Unique Canadian Berry Creates an Uncommon Cider
“We use haskap berries from Grande Prairie as well as Salmon Arm B.C.,” says Thomas. “We juice them and leave the skins in the cider to pull the colour from it so you get this really nice pinky cider with pomegranate notes and berries. It’s nicely tart with a touch of sweetness.
Haskaps are poised to become the next superfruit, depending on what you read. It’s also got a reputation or a flavour like nothing you’ve ever tasted; as if a raspberry, a blueberry and some mysterious tropical fruit all got together and threw a tropical fiesta in your mouth.
Haskap berries are good-sized fruit that resembles a longer and more oval blueberry. It has the same mottled violet-cobalt skin you'd find on a blueberry, but it can grow up to 4 centimetres long.
“It’s common for other cideries to make a berry cider but we wanted to do something more local. Plus we chose to use haskaps because they’re an uncommon berry; and we’re an Uncommon cidery,” laughs Thomas.
With their standout Haskap Cider, Uncommon Cider is also making Uncommon Dry Craft Cider and a Dry Hopped Cider.
“My cider is traditional in that it’s dry. It’s got a good sweetness-to-acidity balance that showcases the apples themselves. Drinking my cider would be like drinking a fine wine; with wine you have depth and complexity; you’re not just drinking grape juice. With my cider, you get subtleties and complex tasting notes too. It’s not a one dimensional product.”
In that way it’s like drinking a wine; you’ll get different tasting notes—you’re not just drinking grape juice.”
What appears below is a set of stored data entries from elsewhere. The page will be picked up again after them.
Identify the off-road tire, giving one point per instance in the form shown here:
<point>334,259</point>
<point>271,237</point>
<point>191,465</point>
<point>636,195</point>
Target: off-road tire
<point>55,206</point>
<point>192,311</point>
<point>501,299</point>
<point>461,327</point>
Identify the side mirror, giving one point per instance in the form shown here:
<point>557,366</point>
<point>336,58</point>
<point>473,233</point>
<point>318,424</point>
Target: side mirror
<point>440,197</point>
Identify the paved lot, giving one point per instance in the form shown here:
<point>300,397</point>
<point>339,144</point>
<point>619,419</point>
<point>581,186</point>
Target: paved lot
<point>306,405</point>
Making Local Cider is a Labour of Love & Takes Time
Making Uncommon Cider isn’t a quick process. Apples are juiced then fermented for about a month. Then it’s aged for a minimum of three months. While the bulk of Uncommon’s apples do come from B.C, they also do an annual harvest from here in Calgary, taking donations of fruit that homeowners just can’t use and crafting a special local cider.
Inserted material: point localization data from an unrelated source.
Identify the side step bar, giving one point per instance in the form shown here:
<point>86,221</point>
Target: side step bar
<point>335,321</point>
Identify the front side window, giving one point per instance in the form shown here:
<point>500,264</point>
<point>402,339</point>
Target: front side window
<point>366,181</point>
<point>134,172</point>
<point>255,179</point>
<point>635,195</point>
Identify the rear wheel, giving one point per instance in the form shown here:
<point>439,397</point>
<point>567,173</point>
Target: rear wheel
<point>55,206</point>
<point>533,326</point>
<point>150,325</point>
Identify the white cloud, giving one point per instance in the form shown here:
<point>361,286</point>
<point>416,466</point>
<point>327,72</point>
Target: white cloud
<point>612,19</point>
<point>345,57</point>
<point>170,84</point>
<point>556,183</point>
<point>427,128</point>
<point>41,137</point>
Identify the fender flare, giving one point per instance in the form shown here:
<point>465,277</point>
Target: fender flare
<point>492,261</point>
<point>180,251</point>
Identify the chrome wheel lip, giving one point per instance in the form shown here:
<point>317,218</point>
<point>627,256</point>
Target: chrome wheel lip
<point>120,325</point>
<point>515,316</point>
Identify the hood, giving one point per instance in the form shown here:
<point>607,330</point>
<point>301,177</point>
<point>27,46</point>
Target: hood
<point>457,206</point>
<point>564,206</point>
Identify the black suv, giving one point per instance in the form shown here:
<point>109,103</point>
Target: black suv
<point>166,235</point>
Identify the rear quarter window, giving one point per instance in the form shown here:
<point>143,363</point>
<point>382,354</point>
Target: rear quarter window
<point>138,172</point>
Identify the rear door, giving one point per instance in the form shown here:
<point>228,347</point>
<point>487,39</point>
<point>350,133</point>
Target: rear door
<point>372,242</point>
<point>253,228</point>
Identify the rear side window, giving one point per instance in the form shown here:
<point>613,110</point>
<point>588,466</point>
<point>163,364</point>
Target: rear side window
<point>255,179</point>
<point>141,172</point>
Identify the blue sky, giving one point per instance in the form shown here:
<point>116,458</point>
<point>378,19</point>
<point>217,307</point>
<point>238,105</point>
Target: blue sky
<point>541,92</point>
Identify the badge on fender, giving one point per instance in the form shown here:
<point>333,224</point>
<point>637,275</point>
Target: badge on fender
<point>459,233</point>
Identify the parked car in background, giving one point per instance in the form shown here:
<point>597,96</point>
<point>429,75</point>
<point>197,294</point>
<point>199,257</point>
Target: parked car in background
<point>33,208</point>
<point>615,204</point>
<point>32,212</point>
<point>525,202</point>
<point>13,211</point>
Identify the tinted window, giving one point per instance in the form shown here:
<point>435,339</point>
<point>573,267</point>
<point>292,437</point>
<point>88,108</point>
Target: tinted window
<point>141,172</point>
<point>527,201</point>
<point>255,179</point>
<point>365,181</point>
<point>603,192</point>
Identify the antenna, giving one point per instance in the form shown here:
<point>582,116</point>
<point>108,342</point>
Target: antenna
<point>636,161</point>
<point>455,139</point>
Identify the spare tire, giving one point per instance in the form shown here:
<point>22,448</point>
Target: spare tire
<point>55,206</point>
“We can use many different kind of apples; you blend the juices with others to get a good flavour with a good acidity-and-sweetness balance. Crabapples actually make really good cider and we have lots of those in Calgary; often it’s the apples you don’t want to eat off the tree that make really good cider.”
Traditional Cider Made Here in Calgary
Thomas came to love cider after working in the United Kingdom. There, drinking cider is as common as drinking beer is here. Once he returned home, he longed for that authentic British cider taste; with a good balance and not overly sweet. It was surprisingly hard to find in Canada. So he started making his own, and soon Alberta’s first craft cidery was born. Uncommon has since crafted its third production run.
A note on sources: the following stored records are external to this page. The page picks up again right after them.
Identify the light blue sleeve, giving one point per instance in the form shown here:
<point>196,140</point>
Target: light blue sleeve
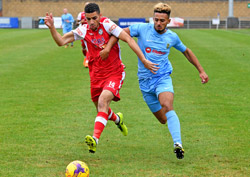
<point>135,30</point>
<point>179,45</point>
<point>71,18</point>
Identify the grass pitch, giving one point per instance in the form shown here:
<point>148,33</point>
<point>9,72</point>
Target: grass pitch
<point>46,110</point>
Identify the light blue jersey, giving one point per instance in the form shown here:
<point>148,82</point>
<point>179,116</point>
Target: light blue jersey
<point>156,48</point>
<point>67,20</point>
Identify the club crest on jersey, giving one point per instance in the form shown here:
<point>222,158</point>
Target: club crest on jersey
<point>112,85</point>
<point>148,49</point>
<point>112,27</point>
<point>100,31</point>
Thomas says that even those who think they may not like cider, should give Uncommon a try.
“Our Traditional Dry Craft Cider is very dry; there’s very little sweetness. It balances the acidity nicely. You’ll get a hint of white grapes and orchard fruits with a nice golden colour. When it comes to our Dry Hopped Cider, we dry hop it to give it some aromatics but you get none of that hoppy bitterness. You’ll notice peachy flavours, papaya and tropical fruits, but with a balanced cider underneath.”
There’s also that uniquely Albertan Haskap cider, sold in clear bottles so the gorgeous rosy hue shows through. Calgarians may find it a challenge to hunt down haskap berries on their own, but sampling the berries as part of Uncommon’s tangy-sweet cider is easy. You can pick up Uncommon Cider at Calgary area Co-op Wine Spirits Beer.
“We want to show that there’s a lot of different fruit out there. I love the idea of finding weird things and making them delicious.”